Alify hanya mengiyakan ketika Malvin kembali menjalankan motornya dengan kecepatan tinggi. Ia tak peduli jika besoknya ia akan masuk angin atau apa. Yang penting dirinya senang sekarang.
Keduanya berhenti tepat di tenda nasi goreng dipinggir jalan. Tempatnya lesehan, namun bersih dan cukup luas. Malvin membiarkan Alify memilih tempat, sedangkan ia memesan makanan.
"Lo sering makan kesini?" Tanya Alify ketika Malvin sudah duduk dihadapannya.
"Lumayan, kalau keluar malem aja."
Alify menganggukkan kepalanya. "Sering-sering ajak gue dong. Gue suka yang beginian."
Malvin tertawa. "Iya."
"Gimana temen-temen gue? Santuy kan?"
"Hm, not bad."
"Mereka temen lo sekarang juga. Saat lo kenalan dengan mereka tadi, saat itu pula mereka menjadikan lo temen mereka. Jadi kalau ada apa-apa, lo jangan sungkan minta bantuan sama mereka."
Alify mengangguk lagi. "Seneng gue, berasa banyak yang jagain. Hehe."
Malvin mengulurkan tangannya untuk menggusak puncak kepala Alify. "Gemes gue."
Iya, Alify menunjukkan sisi remajanya untuk pertama kali semenjak Bundanya tiada.
Tak lama pesanan mereka datang. Alify yang memang tidak punya attitude, tetap membuka mulutnya untuk berbicara.
"Cerita dong. Kenapa lo bisa gak suka sama Nyokap lo."
Malvin diam sejenak, mengunyah nasi gorengnya lalu menelannya.
"Sebenernya gue gak tau sih orangtua gue ada masalah apa. Kenapa mereka bisa sampai bercerai dan begonya lagi, mereka cerai dihari kelulusan gue." Malvin tersenyum sinis ketika mengingat memori itu.
"Kalau saat itu gue lupa kalau gue cowok, mungkin gue udah nangis di kamar mandi. Tapi gak mungkin kan? Cupu banget itu." Malvin terkekeh.
"Dan keselnya, waktu gue sampe rumah. Ibu malah sibuk marah-marah. Nunjukkin kertas dimana hak asuh jatuh ditangan Ibu semua. Gue kesel. Papa juga sama emosinya. Tapi seemosinya beliau, Papa masih lirik gue yang saat itu pake setelah jas rapih. Kayaknya disitu Papa sadar kalau gue baru pulang dari kelulusan. Tapi karena gue keburu emosi, gue langsung lari masuk kamar. Ngunci diri. Masuk kamar mandi dan dengerin musik lewat headsheat sambil tiduran di bathup."

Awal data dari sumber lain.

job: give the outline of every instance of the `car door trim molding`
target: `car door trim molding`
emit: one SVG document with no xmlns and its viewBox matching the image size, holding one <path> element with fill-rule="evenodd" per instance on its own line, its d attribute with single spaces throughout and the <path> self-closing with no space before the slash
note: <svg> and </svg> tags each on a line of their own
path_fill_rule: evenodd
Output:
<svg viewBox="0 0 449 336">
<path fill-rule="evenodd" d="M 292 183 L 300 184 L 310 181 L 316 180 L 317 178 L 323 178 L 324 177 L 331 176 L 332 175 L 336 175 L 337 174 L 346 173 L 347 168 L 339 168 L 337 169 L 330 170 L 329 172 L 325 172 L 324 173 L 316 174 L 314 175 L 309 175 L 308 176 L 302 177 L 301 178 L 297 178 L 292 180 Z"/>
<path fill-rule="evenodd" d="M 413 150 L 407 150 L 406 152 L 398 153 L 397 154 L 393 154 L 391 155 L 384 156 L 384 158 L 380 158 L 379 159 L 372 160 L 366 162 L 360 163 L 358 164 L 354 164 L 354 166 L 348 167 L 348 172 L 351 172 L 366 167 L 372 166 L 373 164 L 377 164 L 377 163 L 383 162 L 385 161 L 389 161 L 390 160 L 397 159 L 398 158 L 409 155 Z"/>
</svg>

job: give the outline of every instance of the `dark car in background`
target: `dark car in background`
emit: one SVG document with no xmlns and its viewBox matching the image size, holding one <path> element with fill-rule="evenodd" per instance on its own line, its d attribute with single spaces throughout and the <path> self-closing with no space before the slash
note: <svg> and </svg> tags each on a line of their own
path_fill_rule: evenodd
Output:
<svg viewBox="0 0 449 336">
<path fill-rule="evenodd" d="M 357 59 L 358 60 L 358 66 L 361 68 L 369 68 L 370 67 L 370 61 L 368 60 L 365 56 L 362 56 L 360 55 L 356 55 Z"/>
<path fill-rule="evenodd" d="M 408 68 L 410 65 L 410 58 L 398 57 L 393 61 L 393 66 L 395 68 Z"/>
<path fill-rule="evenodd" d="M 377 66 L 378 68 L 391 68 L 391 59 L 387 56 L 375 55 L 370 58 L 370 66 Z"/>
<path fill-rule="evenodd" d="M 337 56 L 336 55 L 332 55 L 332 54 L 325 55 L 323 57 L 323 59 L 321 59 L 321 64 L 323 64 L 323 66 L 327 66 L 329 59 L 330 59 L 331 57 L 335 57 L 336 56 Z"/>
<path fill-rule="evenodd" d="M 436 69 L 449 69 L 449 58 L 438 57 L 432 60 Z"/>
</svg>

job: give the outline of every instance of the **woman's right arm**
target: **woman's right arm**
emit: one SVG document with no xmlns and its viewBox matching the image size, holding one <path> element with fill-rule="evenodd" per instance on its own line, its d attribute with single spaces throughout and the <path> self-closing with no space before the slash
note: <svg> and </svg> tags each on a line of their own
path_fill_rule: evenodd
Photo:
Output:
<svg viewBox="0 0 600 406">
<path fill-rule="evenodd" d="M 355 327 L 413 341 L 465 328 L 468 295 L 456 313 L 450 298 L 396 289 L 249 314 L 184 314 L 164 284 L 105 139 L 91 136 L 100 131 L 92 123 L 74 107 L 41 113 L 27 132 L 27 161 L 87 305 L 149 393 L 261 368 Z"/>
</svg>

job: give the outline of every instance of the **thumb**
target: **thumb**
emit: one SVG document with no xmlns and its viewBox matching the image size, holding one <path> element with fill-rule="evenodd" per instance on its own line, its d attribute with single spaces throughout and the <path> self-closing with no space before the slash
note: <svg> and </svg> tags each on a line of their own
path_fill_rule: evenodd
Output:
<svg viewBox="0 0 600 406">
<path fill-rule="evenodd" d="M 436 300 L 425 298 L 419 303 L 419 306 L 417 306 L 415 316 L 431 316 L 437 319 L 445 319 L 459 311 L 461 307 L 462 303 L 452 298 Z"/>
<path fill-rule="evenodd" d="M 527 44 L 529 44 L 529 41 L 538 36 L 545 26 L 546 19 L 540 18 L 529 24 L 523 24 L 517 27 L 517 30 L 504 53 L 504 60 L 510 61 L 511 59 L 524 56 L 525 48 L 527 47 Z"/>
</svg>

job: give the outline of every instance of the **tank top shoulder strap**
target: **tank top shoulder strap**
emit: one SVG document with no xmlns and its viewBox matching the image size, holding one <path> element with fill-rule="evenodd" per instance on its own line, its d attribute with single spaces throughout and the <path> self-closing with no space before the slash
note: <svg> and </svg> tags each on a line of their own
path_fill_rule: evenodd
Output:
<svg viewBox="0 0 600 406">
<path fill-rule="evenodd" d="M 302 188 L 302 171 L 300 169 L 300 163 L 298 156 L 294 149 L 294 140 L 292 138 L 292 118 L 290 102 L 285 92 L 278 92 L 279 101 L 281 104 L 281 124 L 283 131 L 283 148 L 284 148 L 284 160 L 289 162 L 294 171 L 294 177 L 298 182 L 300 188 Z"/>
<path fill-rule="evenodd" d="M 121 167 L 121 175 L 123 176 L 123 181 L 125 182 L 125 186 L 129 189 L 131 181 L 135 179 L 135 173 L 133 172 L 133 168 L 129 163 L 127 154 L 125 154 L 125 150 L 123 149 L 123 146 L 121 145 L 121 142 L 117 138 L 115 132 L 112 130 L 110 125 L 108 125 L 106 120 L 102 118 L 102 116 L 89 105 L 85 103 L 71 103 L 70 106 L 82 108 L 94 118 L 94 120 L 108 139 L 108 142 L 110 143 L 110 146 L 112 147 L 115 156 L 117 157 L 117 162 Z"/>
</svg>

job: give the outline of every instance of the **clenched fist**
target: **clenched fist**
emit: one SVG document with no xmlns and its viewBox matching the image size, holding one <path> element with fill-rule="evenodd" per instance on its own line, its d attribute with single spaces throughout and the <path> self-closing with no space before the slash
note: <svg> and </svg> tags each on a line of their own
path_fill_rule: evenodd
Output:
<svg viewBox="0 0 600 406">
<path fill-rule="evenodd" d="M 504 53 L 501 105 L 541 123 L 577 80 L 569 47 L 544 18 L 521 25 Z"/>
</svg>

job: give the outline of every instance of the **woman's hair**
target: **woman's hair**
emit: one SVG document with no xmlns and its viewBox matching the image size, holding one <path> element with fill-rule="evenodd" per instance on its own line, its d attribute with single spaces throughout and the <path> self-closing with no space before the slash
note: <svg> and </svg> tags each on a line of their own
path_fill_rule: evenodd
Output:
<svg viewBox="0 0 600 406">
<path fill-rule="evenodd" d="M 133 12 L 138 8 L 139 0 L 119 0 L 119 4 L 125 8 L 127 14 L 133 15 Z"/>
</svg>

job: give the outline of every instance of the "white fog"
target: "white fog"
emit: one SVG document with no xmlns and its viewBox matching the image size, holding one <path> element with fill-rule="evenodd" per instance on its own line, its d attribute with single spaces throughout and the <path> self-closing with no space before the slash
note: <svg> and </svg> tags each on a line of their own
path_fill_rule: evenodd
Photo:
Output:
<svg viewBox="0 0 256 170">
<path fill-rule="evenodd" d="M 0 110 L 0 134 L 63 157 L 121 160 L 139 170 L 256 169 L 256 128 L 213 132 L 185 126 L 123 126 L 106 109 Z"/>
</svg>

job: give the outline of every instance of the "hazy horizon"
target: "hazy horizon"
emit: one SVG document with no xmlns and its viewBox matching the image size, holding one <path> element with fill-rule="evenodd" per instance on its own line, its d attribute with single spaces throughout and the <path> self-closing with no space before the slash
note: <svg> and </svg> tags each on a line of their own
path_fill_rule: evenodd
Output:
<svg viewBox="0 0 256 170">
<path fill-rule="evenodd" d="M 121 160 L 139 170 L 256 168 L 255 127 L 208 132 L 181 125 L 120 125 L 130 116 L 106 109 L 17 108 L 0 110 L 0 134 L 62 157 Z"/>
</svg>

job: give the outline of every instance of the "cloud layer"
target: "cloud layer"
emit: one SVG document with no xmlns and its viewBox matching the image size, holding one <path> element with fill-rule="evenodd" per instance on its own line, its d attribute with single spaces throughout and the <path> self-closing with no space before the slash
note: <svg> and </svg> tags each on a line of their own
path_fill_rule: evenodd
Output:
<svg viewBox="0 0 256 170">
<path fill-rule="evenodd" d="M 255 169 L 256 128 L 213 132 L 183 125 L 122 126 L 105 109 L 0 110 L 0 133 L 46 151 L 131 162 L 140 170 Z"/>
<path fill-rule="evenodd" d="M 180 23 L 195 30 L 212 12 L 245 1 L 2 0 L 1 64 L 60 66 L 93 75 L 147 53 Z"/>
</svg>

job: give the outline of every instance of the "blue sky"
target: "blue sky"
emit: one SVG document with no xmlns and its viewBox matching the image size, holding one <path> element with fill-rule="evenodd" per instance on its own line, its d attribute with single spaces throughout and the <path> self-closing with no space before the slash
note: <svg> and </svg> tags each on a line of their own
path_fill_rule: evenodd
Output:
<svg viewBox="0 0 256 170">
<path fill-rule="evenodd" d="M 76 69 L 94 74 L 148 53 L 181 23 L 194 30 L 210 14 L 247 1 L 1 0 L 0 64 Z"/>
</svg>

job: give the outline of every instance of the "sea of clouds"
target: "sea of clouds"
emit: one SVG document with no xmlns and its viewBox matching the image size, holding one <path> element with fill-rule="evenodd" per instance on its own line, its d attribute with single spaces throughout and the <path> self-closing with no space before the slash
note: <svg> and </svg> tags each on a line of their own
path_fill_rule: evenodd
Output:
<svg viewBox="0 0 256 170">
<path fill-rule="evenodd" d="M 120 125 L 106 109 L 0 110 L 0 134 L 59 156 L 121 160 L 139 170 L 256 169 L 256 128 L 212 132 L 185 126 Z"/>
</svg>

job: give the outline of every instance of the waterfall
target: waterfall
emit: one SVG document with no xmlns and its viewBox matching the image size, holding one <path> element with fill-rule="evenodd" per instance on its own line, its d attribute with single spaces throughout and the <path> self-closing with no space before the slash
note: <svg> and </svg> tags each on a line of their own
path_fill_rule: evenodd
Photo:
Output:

"Dan ketiduran?" Alify bertanya dan diangguki oleh Malvin.
"Bangun-bangun, Ibu udah gak ada. Riel sama Cakka juga."
"Cakka?" Alify memotong ucapan Malvin.
"Abang gue yang kedua."
Alify mengangguk-anggukkan kepalanya. "Trus trus?"
"Gue nemuin Papa di kamarnya, sendirian. Lagi ngerokok di balkon. Tapi beliau gak lupa sama anaknya. Papa senyum ke gue, terus ngucapin selamat dan maaf gak bisa datang ke acara kelulusan. Habis itu, Papa bilang kalau gue harus ikutin kemuan Ibu untuk saat itu. Karena Papa mau balik ke Bali dan menetap disana. Tapi gue keras kepala. Jadi gue bilang ke Papa untuk beliin Apartemen aja, gue mau tinggal sendiri. Dan gitu deh. Gue tinggal di apartemen walau kadang balik juga ke rumah Ibu."

KAMU SEDANG MEMBACA
Brandaly Girl
General Fiction[SUDAH DIREVISI] Terdapat beberapa kata kasar dan kissing didalam cerita ini. Mohon bijak dalam membaca. -------- Alify harus menerima ketika Ayahnya memutuskan menikah lagi dengan seorang wanita yang memiliki tiga putra yang mana ketiganya akan men...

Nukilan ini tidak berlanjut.